Yesterday, Michele and I accompanied our friends Jay and Elizabeth to see the Dead Sea Scrolls exhibit at the Grand Rapids Public Museum. We'd been meaning to go for some time, and finally got around to doing so when Jay took the initiative and secured us tickets. The Dead Sea Scrolls are an example of something that I find fascinating but about which I know next to nothing, so I was looking forward to learning a bit about them.
All in all, I was quite pleased with the exhibit, which was educational and accessible at the same time. There were about a dozen scrolls fragments, most of them fairly small, which seemed (from the information provided) to be reasonably representative of the many different types of manuscripts recovered at the Qumran site. Much of the exhibit focused on the lifestyle of the Qumran community, which most scholars apparently believe to belong to the Essene branch of Judaism. According to the exhibit, the Qumran community was small, entirely male, and rigidly ascetic.
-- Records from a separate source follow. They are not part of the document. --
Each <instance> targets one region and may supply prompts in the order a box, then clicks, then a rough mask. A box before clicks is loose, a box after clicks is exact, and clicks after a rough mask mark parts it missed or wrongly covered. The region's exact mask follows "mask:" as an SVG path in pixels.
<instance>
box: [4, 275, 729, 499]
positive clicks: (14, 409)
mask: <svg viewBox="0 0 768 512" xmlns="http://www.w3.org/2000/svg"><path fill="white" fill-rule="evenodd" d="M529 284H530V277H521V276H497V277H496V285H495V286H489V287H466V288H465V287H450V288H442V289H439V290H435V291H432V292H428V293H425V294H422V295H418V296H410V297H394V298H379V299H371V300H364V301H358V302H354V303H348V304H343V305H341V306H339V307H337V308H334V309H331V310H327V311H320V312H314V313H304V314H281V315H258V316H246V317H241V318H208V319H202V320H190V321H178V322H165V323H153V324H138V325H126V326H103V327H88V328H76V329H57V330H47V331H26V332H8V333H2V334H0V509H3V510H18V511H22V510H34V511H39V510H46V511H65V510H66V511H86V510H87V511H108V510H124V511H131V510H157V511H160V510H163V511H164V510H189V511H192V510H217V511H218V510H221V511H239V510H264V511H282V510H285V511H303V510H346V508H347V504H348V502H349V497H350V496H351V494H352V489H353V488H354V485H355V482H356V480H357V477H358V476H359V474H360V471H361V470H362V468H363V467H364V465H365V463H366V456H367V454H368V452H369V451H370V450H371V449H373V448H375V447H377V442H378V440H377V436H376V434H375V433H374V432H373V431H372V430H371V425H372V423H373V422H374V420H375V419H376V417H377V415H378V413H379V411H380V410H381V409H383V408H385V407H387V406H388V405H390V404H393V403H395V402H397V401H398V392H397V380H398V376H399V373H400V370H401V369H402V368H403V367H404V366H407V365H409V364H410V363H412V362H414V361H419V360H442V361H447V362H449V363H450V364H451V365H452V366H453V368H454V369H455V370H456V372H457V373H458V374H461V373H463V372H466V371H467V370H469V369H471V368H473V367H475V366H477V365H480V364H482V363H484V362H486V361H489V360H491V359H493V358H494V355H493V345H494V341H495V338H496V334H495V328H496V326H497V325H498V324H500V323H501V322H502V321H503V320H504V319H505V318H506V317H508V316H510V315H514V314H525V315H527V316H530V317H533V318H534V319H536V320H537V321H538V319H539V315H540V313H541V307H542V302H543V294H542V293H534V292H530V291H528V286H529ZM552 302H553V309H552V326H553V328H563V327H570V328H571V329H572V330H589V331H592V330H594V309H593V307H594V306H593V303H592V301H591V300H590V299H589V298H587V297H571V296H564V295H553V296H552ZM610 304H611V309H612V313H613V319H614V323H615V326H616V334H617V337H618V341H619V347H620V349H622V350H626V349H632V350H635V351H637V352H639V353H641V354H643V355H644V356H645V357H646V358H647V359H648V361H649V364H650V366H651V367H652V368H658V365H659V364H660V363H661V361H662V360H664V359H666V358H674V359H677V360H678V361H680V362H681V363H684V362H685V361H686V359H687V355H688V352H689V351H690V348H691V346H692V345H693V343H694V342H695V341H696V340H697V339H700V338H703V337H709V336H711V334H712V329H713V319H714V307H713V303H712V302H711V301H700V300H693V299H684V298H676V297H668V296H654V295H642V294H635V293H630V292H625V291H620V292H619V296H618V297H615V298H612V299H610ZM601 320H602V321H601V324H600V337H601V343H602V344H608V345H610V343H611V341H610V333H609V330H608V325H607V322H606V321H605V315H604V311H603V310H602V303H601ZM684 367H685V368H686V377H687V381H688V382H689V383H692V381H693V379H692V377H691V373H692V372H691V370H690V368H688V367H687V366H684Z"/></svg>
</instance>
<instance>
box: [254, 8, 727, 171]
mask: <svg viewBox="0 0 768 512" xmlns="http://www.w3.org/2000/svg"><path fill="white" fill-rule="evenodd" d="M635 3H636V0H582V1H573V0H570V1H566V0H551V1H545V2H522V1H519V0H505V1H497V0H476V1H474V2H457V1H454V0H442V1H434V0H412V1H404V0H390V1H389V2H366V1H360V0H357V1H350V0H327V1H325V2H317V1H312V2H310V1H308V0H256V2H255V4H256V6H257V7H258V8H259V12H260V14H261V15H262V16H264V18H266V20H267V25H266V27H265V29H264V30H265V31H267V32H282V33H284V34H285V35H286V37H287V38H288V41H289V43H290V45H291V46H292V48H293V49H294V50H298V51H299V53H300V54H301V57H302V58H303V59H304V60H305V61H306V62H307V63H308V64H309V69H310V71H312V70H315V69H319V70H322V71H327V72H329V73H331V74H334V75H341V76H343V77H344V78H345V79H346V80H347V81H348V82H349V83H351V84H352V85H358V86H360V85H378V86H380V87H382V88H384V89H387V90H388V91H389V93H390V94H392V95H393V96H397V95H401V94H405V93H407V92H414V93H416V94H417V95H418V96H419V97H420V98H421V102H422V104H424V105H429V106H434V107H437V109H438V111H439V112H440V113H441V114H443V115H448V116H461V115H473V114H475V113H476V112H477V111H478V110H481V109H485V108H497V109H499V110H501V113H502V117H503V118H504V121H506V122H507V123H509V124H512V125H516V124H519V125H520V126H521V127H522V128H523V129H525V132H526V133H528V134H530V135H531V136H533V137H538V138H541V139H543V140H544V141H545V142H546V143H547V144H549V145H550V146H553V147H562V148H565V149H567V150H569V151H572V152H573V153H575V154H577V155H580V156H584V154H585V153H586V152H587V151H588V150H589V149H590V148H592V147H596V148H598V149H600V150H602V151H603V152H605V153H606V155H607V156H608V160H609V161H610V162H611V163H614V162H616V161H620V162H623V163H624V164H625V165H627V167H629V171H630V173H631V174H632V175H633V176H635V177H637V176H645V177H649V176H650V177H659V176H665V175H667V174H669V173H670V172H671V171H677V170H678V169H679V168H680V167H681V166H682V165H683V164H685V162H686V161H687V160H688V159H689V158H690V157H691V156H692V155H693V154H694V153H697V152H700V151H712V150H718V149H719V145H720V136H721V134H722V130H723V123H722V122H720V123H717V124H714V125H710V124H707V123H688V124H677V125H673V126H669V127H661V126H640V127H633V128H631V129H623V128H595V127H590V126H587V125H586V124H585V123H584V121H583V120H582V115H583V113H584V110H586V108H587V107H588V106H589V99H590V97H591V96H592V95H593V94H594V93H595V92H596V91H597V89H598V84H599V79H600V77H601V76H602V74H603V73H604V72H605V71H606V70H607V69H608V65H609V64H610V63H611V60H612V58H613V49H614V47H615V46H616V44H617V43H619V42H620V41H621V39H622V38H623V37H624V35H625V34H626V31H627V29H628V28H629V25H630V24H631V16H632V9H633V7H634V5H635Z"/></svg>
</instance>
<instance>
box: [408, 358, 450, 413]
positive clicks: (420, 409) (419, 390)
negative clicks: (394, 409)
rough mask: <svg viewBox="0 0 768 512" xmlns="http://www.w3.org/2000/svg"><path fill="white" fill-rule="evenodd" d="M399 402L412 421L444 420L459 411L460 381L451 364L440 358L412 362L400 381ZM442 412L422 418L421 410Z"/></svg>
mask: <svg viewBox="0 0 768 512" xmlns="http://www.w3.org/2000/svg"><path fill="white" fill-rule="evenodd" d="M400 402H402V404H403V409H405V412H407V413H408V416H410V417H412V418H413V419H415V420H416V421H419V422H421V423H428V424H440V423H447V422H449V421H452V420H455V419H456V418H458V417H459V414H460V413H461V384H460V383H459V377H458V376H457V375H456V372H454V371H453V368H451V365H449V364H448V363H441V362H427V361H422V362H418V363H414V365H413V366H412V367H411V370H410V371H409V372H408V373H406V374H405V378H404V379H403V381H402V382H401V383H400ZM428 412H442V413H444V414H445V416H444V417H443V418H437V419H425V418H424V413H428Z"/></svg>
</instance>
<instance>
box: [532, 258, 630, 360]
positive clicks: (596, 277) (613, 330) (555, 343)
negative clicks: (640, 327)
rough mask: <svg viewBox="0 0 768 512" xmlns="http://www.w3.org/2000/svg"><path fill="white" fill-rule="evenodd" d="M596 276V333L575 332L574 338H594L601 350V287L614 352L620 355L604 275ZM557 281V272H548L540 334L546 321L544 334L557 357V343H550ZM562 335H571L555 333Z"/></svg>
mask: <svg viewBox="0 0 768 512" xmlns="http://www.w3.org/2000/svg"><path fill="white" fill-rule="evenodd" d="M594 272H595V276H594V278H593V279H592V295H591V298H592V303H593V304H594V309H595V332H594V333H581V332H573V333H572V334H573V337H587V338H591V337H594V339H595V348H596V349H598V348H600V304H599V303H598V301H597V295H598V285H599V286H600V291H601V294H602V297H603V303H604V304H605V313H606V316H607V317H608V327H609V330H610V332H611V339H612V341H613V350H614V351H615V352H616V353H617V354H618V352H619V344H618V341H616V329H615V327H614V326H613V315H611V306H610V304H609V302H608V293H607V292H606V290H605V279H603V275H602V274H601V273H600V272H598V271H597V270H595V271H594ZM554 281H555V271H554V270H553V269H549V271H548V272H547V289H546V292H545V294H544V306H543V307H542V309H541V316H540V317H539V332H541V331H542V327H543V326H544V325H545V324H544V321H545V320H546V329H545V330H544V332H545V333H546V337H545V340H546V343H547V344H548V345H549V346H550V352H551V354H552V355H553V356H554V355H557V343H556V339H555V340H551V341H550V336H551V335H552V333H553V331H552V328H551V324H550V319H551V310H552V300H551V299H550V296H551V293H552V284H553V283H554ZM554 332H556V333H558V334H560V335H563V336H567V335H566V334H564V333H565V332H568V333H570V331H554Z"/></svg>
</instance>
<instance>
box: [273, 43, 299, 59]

What I wasn't expecting was that the exhibit would have an emotional affect on me. It was difficult for me to read about the lifestyle and history of the Qumran community without feeling a shiver of sadness at the thought of the community's ultimate fate: destruction at the hands of the Roman army. They believed so strongly in their interpretation of the will of God that they chose to separate themselves from normal society, subject themselves to an ascetic lifestyle in a hellish desert environment, and devote their lives to preparation for the Armageddon they expected to arrive at any moment. As one of the exhibit's plaques rather glibly pointed out, they probably faced the onslaught of the Roman army with the firm, and quite understandable, belief that the Apocalypse had arrived.
It makes me sad to think that their Armageddon came and went, heralding not the final victory of Good over Evil but rather the bloody end of Jewish resistance to the hated Roman rule, another footnote in the brutal history of the Middle East. Certainly, Armageddon did not end in the way Qumran community confidently expected. What thoughts went through their minds when they heard reports of Roman soldiers descending on their isolated community? Were they ecstatic at the fulfillment of their prophecies, or did they panic in fear at the thought of being caught unprepared by the End? Did they charge defiantly from their caves and houses, secure in their knowledge that victory would be theirs? Did their faith waver at the sight of Roman spears and shields? In the ensuing slaughter, did there come a point when they realized how horribly they had been wrong? Did they die without understanding the religious implications of their defeat, or did they die feeling betrayed by God?
Maybe I think about this stuff too much.